Equo compenso negli appalti pubblici: la svolta del Correttivo
La determinazione del compenso spettante ai professionisti che collaborano con la Pubblica Amministrazione rappresenta da anni uno dei nodi più intricati del diritto amministrativo. Il tradizionale confronto tra l’esigenza pubblica di contenimento della spesa e il diritto del lavoratore autonomo a percepire una remunerazione proporzionata ha trovato un nuovo terreno di scontro con l’entrata in vigore della disciplina sull’equo compenso. Questo equilibrio precario tocca da vicino ingegneri, architetti, geologi e consulenti che partecipano alle procedure di gara per l’affidamento di servizi intellettuali.
Il fulcro della questione risiede nella frizione sistematica tra la Legge n. 49/2023, nata per proteggere il professionista inteso come contraente debole vietando pattuizioni al ribasso sotto i minimi tariffari, e le regole del Codice dei Contratti Pubblici, storicamente orientate alla massima concorrenzialità sul prezzo. Nel corso dell’ultimo biennio, le stazioni appaltanti si sono trovate intrappolate in un dilemma operativo: escludere le offerte economiche che presentavano sconti sui compensi tabellari o ammetterle per salvaguardare il confronto competitivo e scongiurare ricorsi speculativi da parte delle imprese concorrenti.
Indice dei Contenuti
1. Il contrasto tra tariffe professionali e concorrenza: la genesi dell’equo compenso
La tensione tra la tutela economica del professionista e le dinamiche del libero mercato ha radici profonde nel nostro ordinamento. Per lungo tempo, il settore dei servizi intellettuali è stato regolato da tariffe minime inderogabili stabilite per legge. La svolta è giunta nei primi anni Duemila, quando le riforme improntate alla liberalizzazione hanno abrogato i minimi tariffari obbligatori, ritenuti contrari alle norme europee sulla concorrenza. Questa totale apertura al ribasso ha però finito per penalizzare i singoli professionisti tecnici, spesso costretti ad accettare incarichi a prezzi irrisori pur di lavorare con committenti forti, incluse le amministrazioni pubbliche.

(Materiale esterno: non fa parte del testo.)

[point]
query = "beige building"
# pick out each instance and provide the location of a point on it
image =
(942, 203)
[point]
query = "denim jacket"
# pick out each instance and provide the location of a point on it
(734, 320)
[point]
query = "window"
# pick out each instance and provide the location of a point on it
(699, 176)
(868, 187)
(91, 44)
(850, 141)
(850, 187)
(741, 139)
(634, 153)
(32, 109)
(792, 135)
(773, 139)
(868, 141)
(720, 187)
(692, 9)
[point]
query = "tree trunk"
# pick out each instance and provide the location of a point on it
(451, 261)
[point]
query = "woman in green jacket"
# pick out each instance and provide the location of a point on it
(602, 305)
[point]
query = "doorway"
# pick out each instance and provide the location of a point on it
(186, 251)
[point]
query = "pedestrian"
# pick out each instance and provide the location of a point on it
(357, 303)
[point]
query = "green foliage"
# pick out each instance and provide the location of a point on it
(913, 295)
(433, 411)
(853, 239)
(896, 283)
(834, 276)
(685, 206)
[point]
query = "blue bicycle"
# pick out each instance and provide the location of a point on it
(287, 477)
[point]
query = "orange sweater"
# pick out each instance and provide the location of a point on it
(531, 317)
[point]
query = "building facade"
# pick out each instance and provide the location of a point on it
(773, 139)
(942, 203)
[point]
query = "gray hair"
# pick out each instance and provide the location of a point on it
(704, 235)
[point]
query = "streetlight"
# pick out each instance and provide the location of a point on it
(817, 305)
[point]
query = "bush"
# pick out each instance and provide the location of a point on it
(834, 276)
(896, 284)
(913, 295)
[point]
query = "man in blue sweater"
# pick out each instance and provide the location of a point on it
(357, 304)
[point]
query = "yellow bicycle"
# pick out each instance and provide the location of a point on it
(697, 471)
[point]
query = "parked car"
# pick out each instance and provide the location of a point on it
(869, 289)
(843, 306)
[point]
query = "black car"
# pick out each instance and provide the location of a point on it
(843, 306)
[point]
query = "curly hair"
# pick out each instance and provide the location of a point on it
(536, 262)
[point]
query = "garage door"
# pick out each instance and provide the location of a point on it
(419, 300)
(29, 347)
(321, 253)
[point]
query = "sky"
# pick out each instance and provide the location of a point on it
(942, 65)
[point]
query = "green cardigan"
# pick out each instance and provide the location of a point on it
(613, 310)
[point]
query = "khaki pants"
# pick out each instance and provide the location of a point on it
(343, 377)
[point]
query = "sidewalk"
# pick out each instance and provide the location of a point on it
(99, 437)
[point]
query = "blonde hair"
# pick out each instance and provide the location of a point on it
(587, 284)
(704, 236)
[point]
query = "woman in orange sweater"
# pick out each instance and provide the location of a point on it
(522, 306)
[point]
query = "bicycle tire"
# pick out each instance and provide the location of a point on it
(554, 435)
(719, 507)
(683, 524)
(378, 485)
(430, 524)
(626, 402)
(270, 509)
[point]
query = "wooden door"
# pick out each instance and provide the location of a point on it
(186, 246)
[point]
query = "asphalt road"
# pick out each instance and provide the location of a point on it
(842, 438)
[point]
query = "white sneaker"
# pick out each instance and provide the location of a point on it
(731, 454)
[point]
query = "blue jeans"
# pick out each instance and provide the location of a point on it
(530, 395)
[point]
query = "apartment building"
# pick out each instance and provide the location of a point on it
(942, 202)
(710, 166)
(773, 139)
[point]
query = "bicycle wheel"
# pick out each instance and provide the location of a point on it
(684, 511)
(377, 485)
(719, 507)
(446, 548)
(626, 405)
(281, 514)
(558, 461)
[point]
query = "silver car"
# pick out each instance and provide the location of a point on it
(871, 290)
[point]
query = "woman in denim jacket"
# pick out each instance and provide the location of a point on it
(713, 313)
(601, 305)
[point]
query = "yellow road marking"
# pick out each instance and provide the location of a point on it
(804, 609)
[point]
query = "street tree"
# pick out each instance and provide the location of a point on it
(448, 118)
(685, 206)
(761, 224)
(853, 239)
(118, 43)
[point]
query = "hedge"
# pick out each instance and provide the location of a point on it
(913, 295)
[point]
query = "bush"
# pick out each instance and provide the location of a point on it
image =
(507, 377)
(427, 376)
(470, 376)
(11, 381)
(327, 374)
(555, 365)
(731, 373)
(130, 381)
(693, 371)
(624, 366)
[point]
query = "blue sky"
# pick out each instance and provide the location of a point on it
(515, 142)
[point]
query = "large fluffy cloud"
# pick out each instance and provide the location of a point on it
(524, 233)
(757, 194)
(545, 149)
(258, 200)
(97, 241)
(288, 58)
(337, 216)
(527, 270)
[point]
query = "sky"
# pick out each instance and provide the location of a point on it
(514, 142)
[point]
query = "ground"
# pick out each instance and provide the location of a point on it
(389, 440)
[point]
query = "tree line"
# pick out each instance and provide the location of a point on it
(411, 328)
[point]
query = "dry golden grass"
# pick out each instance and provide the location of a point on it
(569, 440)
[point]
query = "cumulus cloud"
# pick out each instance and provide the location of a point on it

1.1 La fine delle tariffe minime e l’introduzione della Legge 49/2023
“Si sente spesso dire che il professionista debba accettare qualsiasi prezzo pur di aggiudicarsi un appalto pubblico, poiché il risparmio della Pubblica Amministrazione prevale su tutto.” Questa convinzione, purtroppo diffusa tra molte amministrazioni e concorrenti, si scontra oggi con un limite insuperabile introdotto dalla Legge 21 aprile 2023, n. 49. Questa legge è nata con l’obiettivo specifico di ripristinare un equilibrio dignitoso nei rapporti professionali, tutelando la parte ritenuta contrattualmente debole.
Ai sensi dell’articolo 1 della legge, il compenso del professionista deve essere equo, ovvero proporzionato alla quantità e alla qualità del lavoro svolto, nonché al contenuto e alle caratteristiche della prestazione. Per determinare se un compenso rispetta questo criterio, la norma fa espresso rinvio ai parametri ministeriali di riferimento. Qualsiasi patto o clausola contrattuale che preveda un compenso inferiore a tali soglie minime è colpita da nullità, definita tecnicamente “nullità di protezione” poiché opera a vantaggio esclusivo del professionista e può essere rilevata dal giudice per ristabilire l’equità economica del rapporto d’opera.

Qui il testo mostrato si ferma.